Роман рассказывает о фронтовой судьбе 15-летней девочки, пулеметчицы Марии Мухиной. Весь роман, по сути дела, — монолог-воспоминание, который она произносит про себя по пути на допрос к начальнику СМЕРШа. Авторская речь лишь заполняет лакуны, помогает выстраивать хронологию повествования.

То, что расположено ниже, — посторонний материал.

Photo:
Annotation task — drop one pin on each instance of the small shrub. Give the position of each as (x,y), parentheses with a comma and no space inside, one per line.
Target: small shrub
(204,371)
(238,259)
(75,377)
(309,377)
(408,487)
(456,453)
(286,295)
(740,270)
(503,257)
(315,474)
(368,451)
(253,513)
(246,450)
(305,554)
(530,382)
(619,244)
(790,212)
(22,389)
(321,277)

А вспоминает Мария Мухина не столько ратные свои подвиги — хотя и это в романе есть — а будни, точнее — беспокойные ночи “жены полка”. Вспоминает, с одной стороны, в словах и терминах вполне пионерских, советско-патриотических и идеологически выдержанных (с поправкой на темперамент и незамутненность души подростка), а с другой — языком более чем приземленным, хотя и принципиально избегающим сквернословия. Товарищи офицеры посещают “безотказную” Марию Мухину (или Муху) по списку, еженощно, и в романе дана довольно масштабная панорама характеров разного социального и национального происхождения. Сама же Муха относится к этим свиданиям, как к мучительной процедуре, на которую соглашается, потому что война, и смерть, и жалко боевых офицеров.

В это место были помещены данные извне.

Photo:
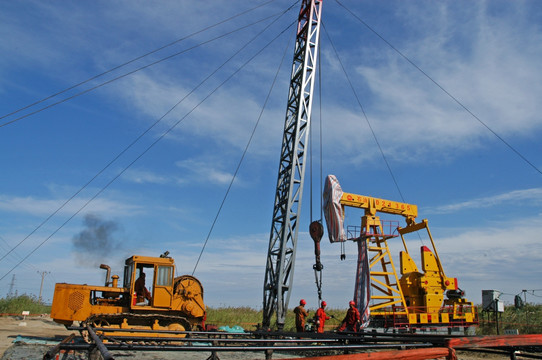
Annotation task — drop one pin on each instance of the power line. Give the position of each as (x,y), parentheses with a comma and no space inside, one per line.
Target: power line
(137,139)
(150,146)
(124,64)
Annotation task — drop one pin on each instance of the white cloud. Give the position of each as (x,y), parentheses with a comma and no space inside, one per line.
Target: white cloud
(531,197)
(144,177)
(205,171)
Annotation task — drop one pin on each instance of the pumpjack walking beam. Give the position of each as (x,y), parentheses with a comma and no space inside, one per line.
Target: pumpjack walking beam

Это лишь одна из составляющих романа, в котором еще много всего: полеты во сне, удивительное по силе описание бегства населения в начале войны, не менее сильная сцена расстрела солдат, вышедших из окружения, описание блокадного Ленинграда. Так что помимо замечательной стилистики и высокого содержания в “Голой пионерке” хватает.

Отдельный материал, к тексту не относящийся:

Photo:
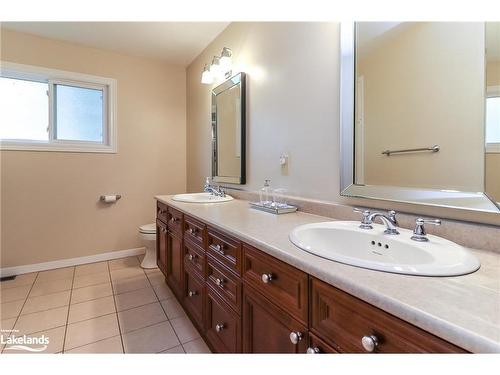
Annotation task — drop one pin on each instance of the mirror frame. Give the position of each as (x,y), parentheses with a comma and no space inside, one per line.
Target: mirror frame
(348,187)
(237,79)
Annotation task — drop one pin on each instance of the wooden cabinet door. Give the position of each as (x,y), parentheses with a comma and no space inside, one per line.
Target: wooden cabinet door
(223,326)
(268,329)
(175,265)
(161,246)
(194,296)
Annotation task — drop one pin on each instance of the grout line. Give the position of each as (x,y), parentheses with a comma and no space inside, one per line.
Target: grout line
(18,315)
(90,343)
(168,319)
(69,306)
(116,310)
(114,299)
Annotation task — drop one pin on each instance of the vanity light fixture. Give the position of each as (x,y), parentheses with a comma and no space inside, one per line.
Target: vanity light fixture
(207,76)
(220,68)
(226,61)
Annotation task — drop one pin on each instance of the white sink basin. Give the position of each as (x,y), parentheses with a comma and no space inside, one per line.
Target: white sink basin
(345,242)
(201,198)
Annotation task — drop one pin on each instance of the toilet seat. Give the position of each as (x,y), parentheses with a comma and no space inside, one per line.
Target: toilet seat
(148,228)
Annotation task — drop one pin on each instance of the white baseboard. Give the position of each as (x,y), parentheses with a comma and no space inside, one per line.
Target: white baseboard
(18,270)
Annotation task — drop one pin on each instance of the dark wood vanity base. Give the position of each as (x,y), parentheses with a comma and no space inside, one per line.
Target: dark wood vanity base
(243,300)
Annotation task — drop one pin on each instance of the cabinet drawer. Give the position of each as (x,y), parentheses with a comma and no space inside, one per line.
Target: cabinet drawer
(224,283)
(194,295)
(222,325)
(174,222)
(194,257)
(269,329)
(281,283)
(194,230)
(225,249)
(318,346)
(344,320)
(161,212)
(161,246)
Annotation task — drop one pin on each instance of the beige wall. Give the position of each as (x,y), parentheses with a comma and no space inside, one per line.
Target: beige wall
(49,200)
(425,86)
(292,106)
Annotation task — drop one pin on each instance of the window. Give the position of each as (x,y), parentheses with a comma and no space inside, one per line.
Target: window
(493,119)
(52,110)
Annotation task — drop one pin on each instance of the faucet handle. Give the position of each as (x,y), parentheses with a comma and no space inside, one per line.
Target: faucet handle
(419,233)
(392,217)
(366,222)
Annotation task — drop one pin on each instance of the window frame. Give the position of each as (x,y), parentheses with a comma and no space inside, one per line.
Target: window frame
(492,92)
(61,77)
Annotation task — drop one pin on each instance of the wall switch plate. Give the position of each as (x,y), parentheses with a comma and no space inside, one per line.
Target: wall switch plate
(283,159)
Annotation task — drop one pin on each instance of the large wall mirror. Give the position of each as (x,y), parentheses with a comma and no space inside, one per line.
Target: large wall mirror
(421,113)
(228,130)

Хелен Филдинг. Дневник Бриджит Джонс. М.: Тортон и Сагден, 2000.
“Дневник Бриджит Джонс” английской писательницы и журналистки Хелен Филдинг в Европе считается образцом женской прозы сегодняшнего дня. Вряд ли можно считать меня самым благодатным читателем для “Дневника Бриджит Джонс” — тем не менее, я прочел этот роман не без удовольствия и не без пользы. Все-таки забавно следить за поступками, мотивациями оных и рассуждениями главной героини, которая, перейдя 30-летний рубеж, решает четыре основных экзистенциальных задачи: достичь оптимального веса, бросить курить, сделать карьеру и уладить взаимоотношения с мужчинами — то есть попросту выйти замуж. Понятно, что главные среди них — две последних. Замужеством (точнее, его неотвратимостью) действие заканчивается — тип, которого Джонс встречает в начале романа и который кажется ей мало привлекательным, благодаря свитеру в цветных ромбах и белым носкам с вышитыми пчелками — оказывается-таки избранником. Что касается мечты — достичь оптимального веса — то, достигнув желанной отметки в 119 фунтов, Джонс понимает, что силы были потрачены впустую — все ее друзья и знакомые говорят в один голос, что выглядит она отвратительно.
Но не это главное. Ироничное и легкое повествование изобилует замечательными сценками и эпизодами, из коих лично на меня наибольшее впечатление произвело описание утренних сборов главной героини на работу — на которые, между прочим, ушло ни много ни мало: три часа, что, однако, не избавило от опоздания.